Montale usa la parola «veccia» in una delle sue poesie più belle e famose, Meriggiare pallido e assorto, pubblicata nella prima edizione degli Ossi di Seppia (Torino, Gobetti, 1925), ma uscita in realtà già nel 1924 (nella rivista «Il Convegno»). Dato che il poeta usa «veccia» al singolare, qui non si tratta più di stabilire se il poeta abbia voluto farci vedere la forma popolare di una parola che indica un’erba: tra l’altro, l’insieme del componimento indica piuttosto chiaramente la sua volontà di usare parole rare; il contrario della scelta stilistica del Collodi e del Pascoli. Quello che importa, rispetto all’uso montaliano di questa parola, è stabilire se per caso il poeta, mentre la scriveva, non abbia avuto presente uno dei tanti testi che ho citato fin qui nei miei tre interventi sul topo di Orazio.
Partiamo da una data: il 1916. Il poeta stesso ha affermato [8] di aver composto Meriggiare pallido e assorto nel 1916. Siamo appena dodici anni dopo l’uscita dei Primi poemetti e dei Poemi conviviali del Pascoli. Proprio in quel 1916 Montale, subito dopo il suo diploma di ragioniere (1915), aveva cominciato a frequentare le biblioteche di Genova insieme a (e, forse, con la guida di) sua sorella Marianna, che stava per iscriversi alla facoltà di Lettere e Filosofia. Inutile dire che, a parte Gozzano[9], i due poeti più famosi alla cui lettura il ventenne Montale poteva pensare di dedicarsi in quelle biblioteche erano D’Annunzio e Pascoli: entrambi amanti, è bene ricordare (soprattutto il primo), del nome “meriggio” e del verbo “meriggiare”. Ma, prima di continuare, leggiamo Meriggiare pallido e assorto.
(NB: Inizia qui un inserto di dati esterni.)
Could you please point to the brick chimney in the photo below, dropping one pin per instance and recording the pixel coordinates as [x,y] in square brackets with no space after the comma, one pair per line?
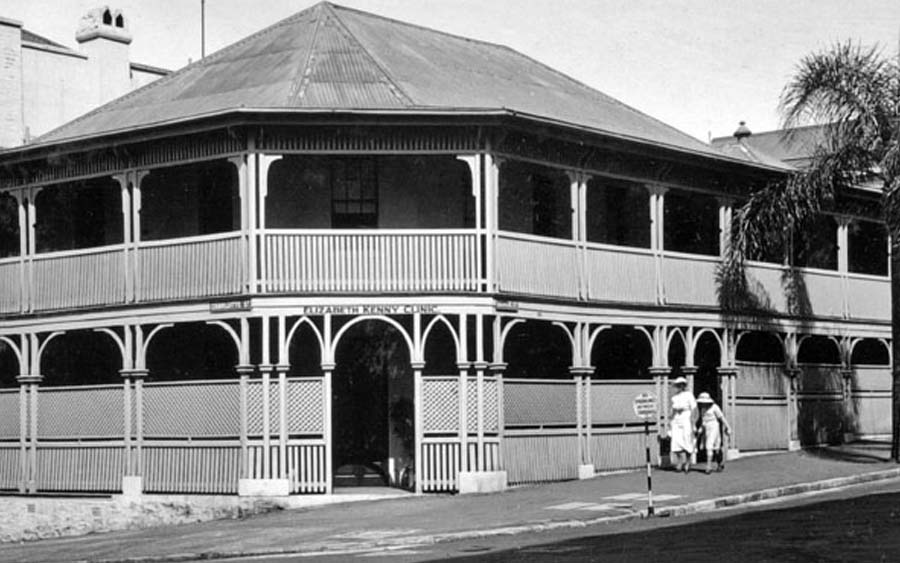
[104,37]
[11,120]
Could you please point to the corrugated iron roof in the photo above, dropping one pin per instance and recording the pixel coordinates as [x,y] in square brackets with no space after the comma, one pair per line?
[795,146]
[745,150]
[32,37]
[328,57]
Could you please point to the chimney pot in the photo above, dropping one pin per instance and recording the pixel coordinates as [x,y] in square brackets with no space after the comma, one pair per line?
[742,131]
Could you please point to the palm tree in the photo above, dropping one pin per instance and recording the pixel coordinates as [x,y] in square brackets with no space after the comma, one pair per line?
[855,92]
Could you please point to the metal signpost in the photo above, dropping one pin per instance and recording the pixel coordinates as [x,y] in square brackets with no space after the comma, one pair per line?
[645,407]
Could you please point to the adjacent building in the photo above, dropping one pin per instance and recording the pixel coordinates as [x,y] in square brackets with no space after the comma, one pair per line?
[350,250]
[44,84]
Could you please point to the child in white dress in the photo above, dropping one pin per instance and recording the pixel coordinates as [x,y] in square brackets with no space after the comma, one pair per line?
[711,424]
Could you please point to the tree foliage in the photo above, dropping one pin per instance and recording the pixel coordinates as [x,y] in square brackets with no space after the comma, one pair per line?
[853,92]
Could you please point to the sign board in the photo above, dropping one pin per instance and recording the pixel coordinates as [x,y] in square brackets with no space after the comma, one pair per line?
[645,405]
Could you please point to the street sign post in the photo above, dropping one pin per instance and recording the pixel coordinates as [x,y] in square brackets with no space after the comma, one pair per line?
[645,407]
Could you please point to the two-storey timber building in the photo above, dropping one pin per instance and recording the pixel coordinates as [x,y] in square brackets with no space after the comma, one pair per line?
[352,250]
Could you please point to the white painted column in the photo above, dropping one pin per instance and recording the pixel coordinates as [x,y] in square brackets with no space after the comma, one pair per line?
[417,368]
[32,246]
[577,201]
[491,208]
[124,180]
[657,236]
[136,206]
[474,163]
[327,375]
[726,213]
[843,248]
[244,372]
[240,164]
[265,162]
[463,365]
[252,195]
[24,287]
Meriggiare pallido e assorto
presso un rovente muro d’orto,
ascoltare tra i pruni e gli sterpi
schiocchi di merli, frusci di serpi.
Nelle crepe dei suolo o su la veccia
spiar le file di rosse formiche
ch’ora si rompono ed ora s’intrecciano
a sommo di minuscole biche.
Osservare tra frondi il palpitare
lontano di scaglie di mare
mentre si levano tremuli scricchi
di cicale dai calvi picchi.
E andando nel sole che abbaglia
sentire con triste meraviglia
com’è tutta la vita e il suo travaglio
in questo seguitare una muraglia
che ha in cima cocci aguzzi di bottiglia.
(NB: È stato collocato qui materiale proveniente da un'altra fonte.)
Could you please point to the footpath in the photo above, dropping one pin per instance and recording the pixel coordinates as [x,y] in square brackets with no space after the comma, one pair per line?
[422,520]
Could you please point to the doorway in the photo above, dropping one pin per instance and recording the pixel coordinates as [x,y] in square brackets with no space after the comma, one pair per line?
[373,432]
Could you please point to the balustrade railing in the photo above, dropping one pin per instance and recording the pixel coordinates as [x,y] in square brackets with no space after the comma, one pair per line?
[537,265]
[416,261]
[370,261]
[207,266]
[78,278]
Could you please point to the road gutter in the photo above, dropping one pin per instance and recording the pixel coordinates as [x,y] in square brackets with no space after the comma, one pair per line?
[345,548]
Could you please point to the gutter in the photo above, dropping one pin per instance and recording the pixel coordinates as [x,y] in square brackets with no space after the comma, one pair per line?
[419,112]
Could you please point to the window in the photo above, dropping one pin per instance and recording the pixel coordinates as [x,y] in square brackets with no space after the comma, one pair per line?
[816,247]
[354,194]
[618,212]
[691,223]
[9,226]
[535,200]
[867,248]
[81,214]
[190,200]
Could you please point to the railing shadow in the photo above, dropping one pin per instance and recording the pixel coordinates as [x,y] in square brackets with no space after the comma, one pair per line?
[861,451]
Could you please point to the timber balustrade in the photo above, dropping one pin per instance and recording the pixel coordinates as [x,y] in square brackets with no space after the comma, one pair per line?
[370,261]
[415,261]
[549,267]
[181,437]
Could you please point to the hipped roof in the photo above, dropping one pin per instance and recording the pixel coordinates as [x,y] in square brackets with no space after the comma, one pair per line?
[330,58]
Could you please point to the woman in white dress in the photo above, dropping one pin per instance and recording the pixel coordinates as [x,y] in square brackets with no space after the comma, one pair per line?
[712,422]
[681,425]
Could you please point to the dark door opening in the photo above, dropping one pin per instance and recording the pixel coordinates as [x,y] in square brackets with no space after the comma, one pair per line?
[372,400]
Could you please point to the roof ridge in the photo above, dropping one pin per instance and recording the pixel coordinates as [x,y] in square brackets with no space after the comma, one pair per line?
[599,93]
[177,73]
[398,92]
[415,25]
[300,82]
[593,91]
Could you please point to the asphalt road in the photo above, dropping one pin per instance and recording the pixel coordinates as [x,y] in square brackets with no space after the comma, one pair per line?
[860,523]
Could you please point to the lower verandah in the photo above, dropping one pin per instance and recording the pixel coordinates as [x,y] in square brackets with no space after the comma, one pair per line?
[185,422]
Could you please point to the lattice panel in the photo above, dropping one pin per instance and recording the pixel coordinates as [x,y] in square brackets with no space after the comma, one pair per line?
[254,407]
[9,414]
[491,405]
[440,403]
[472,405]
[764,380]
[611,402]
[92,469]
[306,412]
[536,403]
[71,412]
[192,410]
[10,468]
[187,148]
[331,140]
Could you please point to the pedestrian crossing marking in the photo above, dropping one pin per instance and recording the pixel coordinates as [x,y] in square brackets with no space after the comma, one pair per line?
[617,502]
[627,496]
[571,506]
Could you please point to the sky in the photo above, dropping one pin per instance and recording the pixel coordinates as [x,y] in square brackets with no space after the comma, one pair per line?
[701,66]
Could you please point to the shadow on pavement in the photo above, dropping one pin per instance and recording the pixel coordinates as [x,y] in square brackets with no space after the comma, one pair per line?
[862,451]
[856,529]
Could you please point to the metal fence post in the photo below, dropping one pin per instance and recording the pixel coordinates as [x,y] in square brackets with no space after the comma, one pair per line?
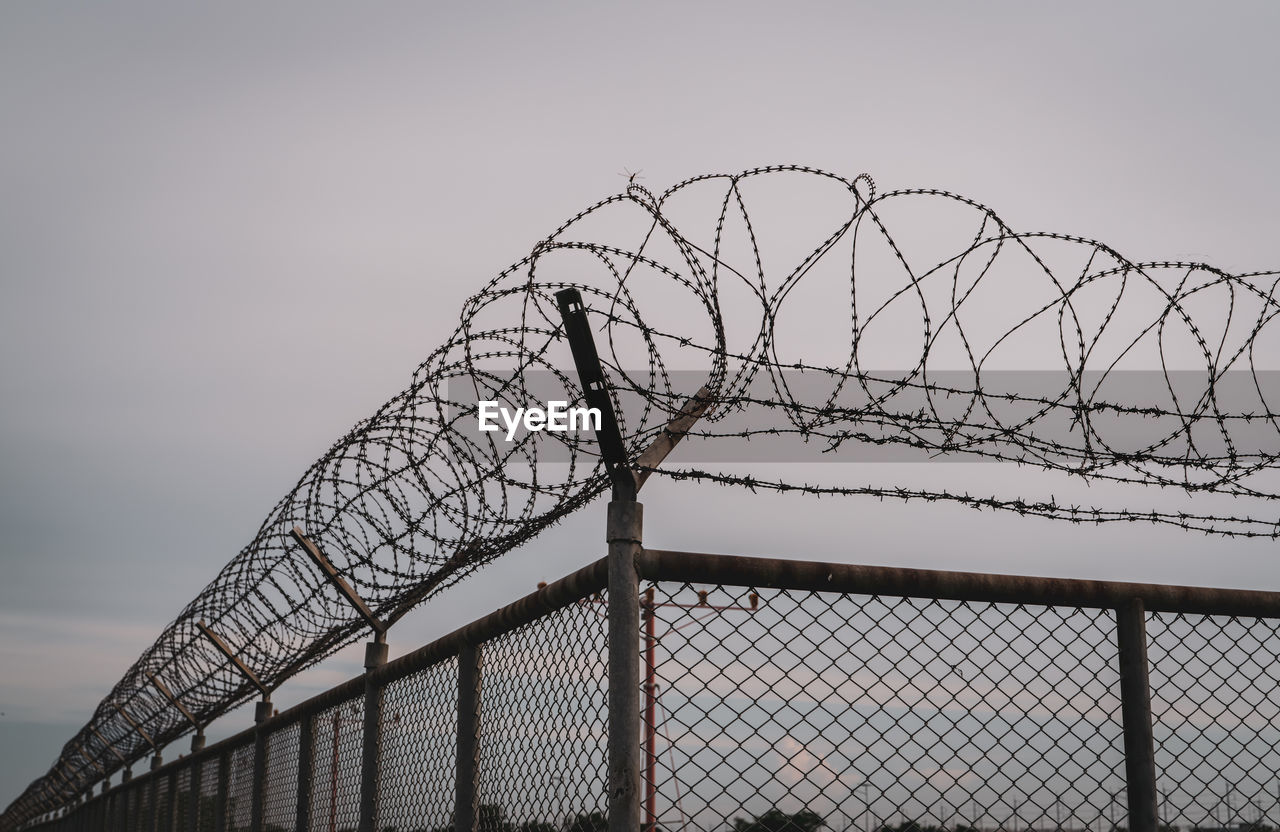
[466,808]
[257,803]
[197,773]
[169,801]
[224,776]
[624,535]
[375,656]
[1139,750]
[306,749]
[154,785]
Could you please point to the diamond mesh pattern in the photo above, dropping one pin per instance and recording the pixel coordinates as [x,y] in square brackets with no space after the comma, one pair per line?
[240,789]
[280,799]
[419,749]
[208,813]
[164,804]
[543,722]
[872,711]
[1215,702]
[140,808]
[182,801]
[338,748]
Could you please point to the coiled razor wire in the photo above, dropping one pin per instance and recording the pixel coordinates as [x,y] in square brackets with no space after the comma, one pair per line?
[737,278]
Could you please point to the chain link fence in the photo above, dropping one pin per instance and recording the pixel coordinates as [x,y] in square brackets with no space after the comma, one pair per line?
[772,696]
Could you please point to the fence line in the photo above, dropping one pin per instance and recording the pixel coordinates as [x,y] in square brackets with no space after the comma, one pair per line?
[773,693]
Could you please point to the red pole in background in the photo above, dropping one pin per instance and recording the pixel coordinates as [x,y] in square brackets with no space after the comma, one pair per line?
[650,721]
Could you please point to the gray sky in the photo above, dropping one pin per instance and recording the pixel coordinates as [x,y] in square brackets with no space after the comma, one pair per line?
[228,234]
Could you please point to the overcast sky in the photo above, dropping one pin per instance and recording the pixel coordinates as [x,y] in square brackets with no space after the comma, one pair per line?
[227,234]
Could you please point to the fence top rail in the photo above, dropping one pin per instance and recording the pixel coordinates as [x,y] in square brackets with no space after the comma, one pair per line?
[543,602]
[661,565]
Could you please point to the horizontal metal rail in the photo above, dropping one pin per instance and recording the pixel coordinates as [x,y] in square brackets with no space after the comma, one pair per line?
[659,565]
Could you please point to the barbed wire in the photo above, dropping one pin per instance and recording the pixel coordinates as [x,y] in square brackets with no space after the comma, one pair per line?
[727,280]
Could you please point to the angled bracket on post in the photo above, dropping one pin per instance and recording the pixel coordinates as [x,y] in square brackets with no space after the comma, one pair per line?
[626,483]
[671,435]
[80,749]
[231,657]
[137,727]
[109,746]
[339,583]
[590,375]
[197,741]
[173,700]
[264,707]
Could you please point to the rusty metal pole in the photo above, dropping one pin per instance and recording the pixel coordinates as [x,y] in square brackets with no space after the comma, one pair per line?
[466,810]
[1139,753]
[154,785]
[624,535]
[193,795]
[306,750]
[650,712]
[375,656]
[257,799]
[224,776]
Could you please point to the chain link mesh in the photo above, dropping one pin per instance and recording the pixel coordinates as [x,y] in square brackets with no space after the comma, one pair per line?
[419,749]
[182,800]
[771,711]
[206,818]
[280,796]
[240,789]
[544,722]
[868,712]
[140,808]
[338,748]
[1215,700]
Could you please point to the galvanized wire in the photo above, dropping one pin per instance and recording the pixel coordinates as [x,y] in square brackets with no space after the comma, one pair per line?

Non mi soffermo qui sull’intera poesia (potete ascoltare in questo video un mio intervento in proposito). Quello che importa, arrivati al traguardo del mio lungo viaggio a zig-zag, è verificare se la «veccia» che compare in questi versi deriva soltanto dalla osservazione che Montale fa del paesaggio e dalla sua conoscenza delle piante (che, per quanto ne sappiamo, non era minimamente paragonabile a quella del Manzoni o del Pascoli) o se invece non risenta in qualche modo di un rimbalzo proveniente da uno dei testi che abbiamo seguito fin qui.
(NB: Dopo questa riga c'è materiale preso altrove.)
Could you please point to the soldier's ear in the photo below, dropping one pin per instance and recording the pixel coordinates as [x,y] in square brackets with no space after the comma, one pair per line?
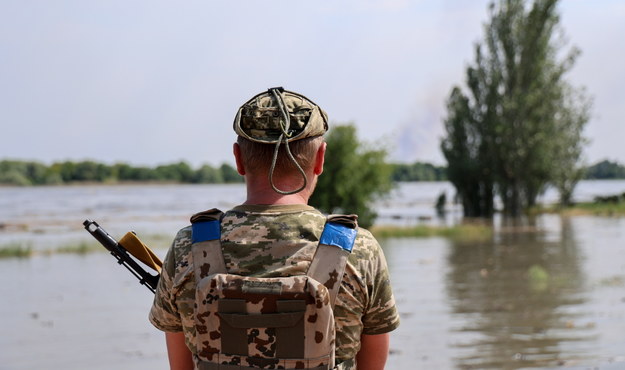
[319,159]
[236,149]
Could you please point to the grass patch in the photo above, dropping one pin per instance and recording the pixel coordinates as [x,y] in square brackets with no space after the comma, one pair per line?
[469,231]
[15,251]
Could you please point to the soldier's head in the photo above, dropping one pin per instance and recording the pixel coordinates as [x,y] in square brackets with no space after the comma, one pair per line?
[280,134]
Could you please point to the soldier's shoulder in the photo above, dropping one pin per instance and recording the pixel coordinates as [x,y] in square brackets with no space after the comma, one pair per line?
[181,245]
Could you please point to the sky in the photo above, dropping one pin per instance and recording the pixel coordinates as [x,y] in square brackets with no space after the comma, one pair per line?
[155,82]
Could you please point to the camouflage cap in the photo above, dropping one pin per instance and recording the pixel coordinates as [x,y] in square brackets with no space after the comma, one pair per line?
[278,115]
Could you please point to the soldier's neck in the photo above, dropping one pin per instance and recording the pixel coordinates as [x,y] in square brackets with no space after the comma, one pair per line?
[260,192]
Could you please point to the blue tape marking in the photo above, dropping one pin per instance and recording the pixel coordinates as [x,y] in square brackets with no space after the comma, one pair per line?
[338,235]
[207,230]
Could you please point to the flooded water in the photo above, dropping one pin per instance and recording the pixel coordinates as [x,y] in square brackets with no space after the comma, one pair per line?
[543,293]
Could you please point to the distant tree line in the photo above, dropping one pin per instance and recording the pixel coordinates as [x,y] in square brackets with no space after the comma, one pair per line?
[418,171]
[25,173]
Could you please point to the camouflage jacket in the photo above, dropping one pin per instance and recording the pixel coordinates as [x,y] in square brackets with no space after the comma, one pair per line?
[280,240]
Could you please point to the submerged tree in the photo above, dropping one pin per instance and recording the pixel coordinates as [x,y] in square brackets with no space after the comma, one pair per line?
[519,127]
[353,176]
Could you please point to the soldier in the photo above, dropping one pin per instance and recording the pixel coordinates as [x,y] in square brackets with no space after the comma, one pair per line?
[226,271]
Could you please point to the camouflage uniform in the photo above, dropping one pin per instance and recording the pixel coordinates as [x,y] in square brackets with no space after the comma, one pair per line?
[274,241]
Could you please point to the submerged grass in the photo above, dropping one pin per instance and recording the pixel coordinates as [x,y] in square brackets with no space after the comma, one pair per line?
[15,250]
[586,209]
[468,231]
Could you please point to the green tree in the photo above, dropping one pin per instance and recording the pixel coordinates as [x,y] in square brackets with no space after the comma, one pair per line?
[519,127]
[208,175]
[606,170]
[353,176]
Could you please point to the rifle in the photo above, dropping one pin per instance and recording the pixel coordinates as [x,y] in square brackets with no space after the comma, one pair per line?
[119,250]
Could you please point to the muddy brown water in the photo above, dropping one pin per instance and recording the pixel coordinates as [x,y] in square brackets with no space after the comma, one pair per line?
[542,293]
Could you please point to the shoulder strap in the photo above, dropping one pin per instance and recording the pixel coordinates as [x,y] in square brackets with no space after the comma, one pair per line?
[206,250]
[335,245]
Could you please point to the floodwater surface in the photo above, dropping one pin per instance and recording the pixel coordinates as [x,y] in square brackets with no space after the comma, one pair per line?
[542,293]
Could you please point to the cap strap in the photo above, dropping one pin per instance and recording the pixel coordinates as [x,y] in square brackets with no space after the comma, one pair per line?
[284,137]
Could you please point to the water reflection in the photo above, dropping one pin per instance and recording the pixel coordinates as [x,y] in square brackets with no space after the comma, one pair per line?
[516,297]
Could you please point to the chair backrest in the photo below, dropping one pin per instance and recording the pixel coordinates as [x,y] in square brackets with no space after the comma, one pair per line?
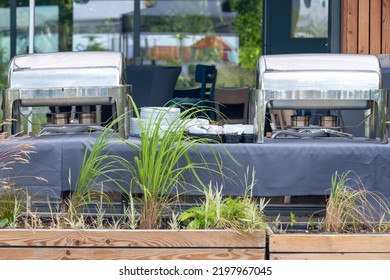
[206,75]
[230,99]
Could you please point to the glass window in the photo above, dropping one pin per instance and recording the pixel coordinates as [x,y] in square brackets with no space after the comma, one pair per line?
[171,32]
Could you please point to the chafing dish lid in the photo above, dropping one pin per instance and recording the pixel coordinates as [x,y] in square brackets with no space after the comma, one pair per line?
[318,72]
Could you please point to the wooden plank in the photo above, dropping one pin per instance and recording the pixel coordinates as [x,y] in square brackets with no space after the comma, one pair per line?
[130,254]
[132,238]
[349,32]
[330,243]
[346,256]
[375,26]
[364,27]
[385,26]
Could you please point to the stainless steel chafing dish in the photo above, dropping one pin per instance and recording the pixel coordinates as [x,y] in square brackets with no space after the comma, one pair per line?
[321,81]
[68,79]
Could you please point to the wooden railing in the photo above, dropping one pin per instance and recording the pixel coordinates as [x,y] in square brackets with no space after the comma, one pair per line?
[365,26]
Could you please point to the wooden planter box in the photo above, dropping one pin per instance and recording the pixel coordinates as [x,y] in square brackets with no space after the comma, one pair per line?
[329,246]
[52,244]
In questo caso è il poeta stesso, il ventenne Montale imbevuto di recenti letture, a darci un indizio decisivo. La sua «veccia» ha qualcosa in comune con le «veccie» del Poema di Psyche: «le file di rosse formiche». Formiche che, nei versi pascoliani erano nere, va bene, ma che, proprio come in quei versi, sono colte nell’atto di uscire tutte insieme (Pascoli scrive: «a frotte»; Montale sottolinea le «file») da quei piccolissimi monticelli di terra che segnano il punto di accesso di un formicaio. Quei piccolissimi monticelli il Pascoli li chiama, con parola “popolare” «collicelli» e il Montale, con termine desueto e coltissimo, «biche». Ma la scena è la stessa.
Si possono avere dubbi? In questo caso non direi. Montale, forse, ha davvero visto la veccia in qualche prato incolto, ma la «veccia» che compare nei suoi versi gli viene da Pascoli, e le formiche, rosse o nere che siano, camminano, «a frotte» o in «file», niente meno, da L’asino d’oro di Apuleio. Se e così – e credo proprio che sia così – la poesia di Montale Meriggiare pallido e assorto la possiamo considerare l’ultimo bersaglio colpito da quella pallina di flipper partita quasi duemila anni prima dai versi di Orazio.
L’ultimo bersaglio? Ma no. Quella pallina sbatterà ancora chissà dove, chissà quando, chissà quante altre volte. Che bellezza!